The once-celebrated Lake Dwellers of Switzerland evidently lived after a similar fashion.
In this case insects drive human beings into trees, but there are instances where nobler animals have produced the same effect.
Some years ago there lived in Southern Africa a powerful chief called Moselekatze, who spent his whole life in warfare, converting all the male inhabitants into soldiers, dividing them into regiments, ruling them with the extreme of discipline, and by their aid devastating the neighbouring countries. He swept off all the cattle, which constitutes the wealth of the Kafir tribes, and either killed the male inhabitants or pressed them into his service.
The land was in consequence deprived of its natural defenders, and the wild beasts, especially the lions, increased rapidly, so that the position of the survivors was a really terrible one. They had no cattle to furnish the milk which is the chief food of the Kafir tribes; their weapons had been taken by Moselekatze; and they were forced to live almost entirely on locusts and wild plants. By degrees the lions became so numerous and daring, that the slight Kafir huts were an insufficient protection during the night, and the disarmed and half-starved inhabitants were perforce obliged to make their habitations in trees.
Dr. Moffat, the well-known missionary, saw one tree in which there were no less than twenty huts. They were conical, and made of sticks and grass, the base resting upon a platform or scaffold laid upon the fork of a horizontal branch. The only mode of approach to these huts was by notches cut in the trunk of the tree.

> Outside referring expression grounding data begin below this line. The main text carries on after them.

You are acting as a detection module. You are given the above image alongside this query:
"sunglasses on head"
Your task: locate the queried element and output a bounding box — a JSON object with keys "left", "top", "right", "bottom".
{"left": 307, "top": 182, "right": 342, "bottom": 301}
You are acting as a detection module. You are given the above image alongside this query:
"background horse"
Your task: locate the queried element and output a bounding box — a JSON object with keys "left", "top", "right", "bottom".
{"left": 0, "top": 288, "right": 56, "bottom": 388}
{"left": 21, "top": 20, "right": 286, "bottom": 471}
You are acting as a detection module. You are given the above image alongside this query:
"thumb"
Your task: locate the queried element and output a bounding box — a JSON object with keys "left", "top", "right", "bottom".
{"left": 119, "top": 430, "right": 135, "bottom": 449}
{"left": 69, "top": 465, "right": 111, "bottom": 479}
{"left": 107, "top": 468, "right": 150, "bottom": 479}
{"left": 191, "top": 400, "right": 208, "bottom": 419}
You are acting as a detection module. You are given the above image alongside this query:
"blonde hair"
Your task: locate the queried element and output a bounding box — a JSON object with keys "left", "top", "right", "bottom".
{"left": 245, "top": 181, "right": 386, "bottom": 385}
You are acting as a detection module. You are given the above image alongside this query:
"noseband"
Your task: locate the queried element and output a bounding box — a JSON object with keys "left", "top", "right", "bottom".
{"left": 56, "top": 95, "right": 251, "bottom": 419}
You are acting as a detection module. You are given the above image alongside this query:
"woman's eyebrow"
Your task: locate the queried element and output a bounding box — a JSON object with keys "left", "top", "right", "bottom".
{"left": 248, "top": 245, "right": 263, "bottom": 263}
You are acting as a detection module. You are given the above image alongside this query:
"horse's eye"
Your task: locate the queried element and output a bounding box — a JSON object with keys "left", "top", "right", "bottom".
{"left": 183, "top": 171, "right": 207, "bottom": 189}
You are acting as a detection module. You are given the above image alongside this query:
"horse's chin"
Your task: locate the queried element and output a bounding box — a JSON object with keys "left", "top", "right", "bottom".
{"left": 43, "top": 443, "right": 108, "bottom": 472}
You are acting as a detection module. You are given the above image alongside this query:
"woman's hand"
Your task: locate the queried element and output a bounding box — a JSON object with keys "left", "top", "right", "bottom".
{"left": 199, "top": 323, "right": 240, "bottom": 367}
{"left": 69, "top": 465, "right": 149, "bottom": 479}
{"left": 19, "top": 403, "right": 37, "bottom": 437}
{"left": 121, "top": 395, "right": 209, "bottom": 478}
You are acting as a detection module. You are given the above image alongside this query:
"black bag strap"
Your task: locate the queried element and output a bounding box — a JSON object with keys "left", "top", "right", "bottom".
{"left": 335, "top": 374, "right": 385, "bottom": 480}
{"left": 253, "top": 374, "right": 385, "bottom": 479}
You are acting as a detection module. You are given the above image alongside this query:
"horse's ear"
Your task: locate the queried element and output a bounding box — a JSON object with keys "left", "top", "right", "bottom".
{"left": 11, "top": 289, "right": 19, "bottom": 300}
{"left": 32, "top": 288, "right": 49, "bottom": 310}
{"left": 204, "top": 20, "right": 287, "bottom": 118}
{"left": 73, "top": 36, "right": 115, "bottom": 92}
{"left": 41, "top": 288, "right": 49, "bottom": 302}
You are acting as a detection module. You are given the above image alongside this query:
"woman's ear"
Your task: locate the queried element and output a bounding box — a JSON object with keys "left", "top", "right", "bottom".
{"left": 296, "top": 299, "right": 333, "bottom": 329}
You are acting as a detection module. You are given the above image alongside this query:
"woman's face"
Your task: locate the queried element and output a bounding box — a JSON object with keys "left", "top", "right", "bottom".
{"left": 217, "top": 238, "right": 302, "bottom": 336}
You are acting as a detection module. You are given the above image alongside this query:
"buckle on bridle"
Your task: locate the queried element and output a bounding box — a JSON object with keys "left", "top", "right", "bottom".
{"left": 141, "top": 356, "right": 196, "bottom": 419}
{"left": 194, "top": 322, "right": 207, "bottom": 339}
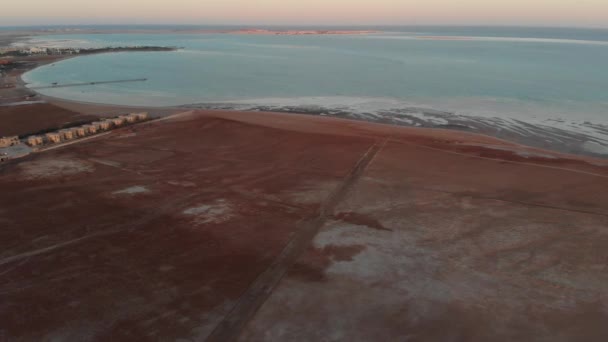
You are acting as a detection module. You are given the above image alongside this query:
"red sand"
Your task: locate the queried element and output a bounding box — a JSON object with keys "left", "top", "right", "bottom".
{"left": 0, "top": 103, "right": 99, "bottom": 136}
{"left": 1, "top": 110, "right": 607, "bottom": 341}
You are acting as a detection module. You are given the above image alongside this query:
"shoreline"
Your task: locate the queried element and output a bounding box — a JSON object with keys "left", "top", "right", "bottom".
{"left": 185, "top": 109, "right": 608, "bottom": 168}
{"left": 3, "top": 31, "right": 607, "bottom": 160}
{"left": 26, "top": 81, "right": 608, "bottom": 160}
{"left": 1, "top": 36, "right": 183, "bottom": 136}
{"left": 30, "top": 82, "right": 608, "bottom": 162}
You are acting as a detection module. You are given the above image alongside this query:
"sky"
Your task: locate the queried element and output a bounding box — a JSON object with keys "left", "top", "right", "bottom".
{"left": 1, "top": 0, "right": 608, "bottom": 28}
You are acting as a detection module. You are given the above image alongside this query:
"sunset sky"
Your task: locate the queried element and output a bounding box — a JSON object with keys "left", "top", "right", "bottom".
{"left": 2, "top": 0, "right": 607, "bottom": 27}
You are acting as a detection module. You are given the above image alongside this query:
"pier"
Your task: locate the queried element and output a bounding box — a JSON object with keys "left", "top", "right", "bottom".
{"left": 31, "top": 78, "right": 147, "bottom": 89}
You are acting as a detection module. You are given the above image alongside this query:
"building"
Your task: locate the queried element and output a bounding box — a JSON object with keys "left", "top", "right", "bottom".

How needful were these precautions was shown by the fact that the missionary himself spent a night in one of these aërial huts, and had the pleasure of hearing a number of lions snarl and growl all night over a rhinoceros hump which he had placed in an oven made of a deserted ant-hill. The oven, however, was too hot for the lions, and they had to retreat at daylight.
Passing from the tropics to the polar regions, we now take an instance where man has acknowledgedly copied an animal in the construction of his dwelling.
In Esquimaux-land, where no trees can grow, where for months together the sun never rises above the horizon, where the temperature is many degrees below zero, and where the land and ice are alike covered with a mantle of snow so thick that every landmark is abolished, it would seem that no human beings could support life for one week. There is neither timber for house-building nor wood for fuel, so that shelter, warmth, and cookery seem to be equally impossible, and as these are among the prime necessities of human life, it is not easy to see how mankind could exist.
Yet these very regions are inhabited by sundry animals, and it is by copying them that Man can keep his place. We have already seen how the Esquimaux hunter copies the Polar Bear, and we have now to see how he copies the Seal in the material and form of his dwelling-house, and not only contrives to live, but to enjoy life all the more for the singular conditions in which he is placed. Captain Hall mentions, in his “Life with the Esquimaux,” that one of the natives, named Kudlago, who was returning to his native country after visiting the United States, died while on board the ship. Towards the end of his life he was yearning for ice, and his last intelligible words were, “Do you see ice? Do you see ice?”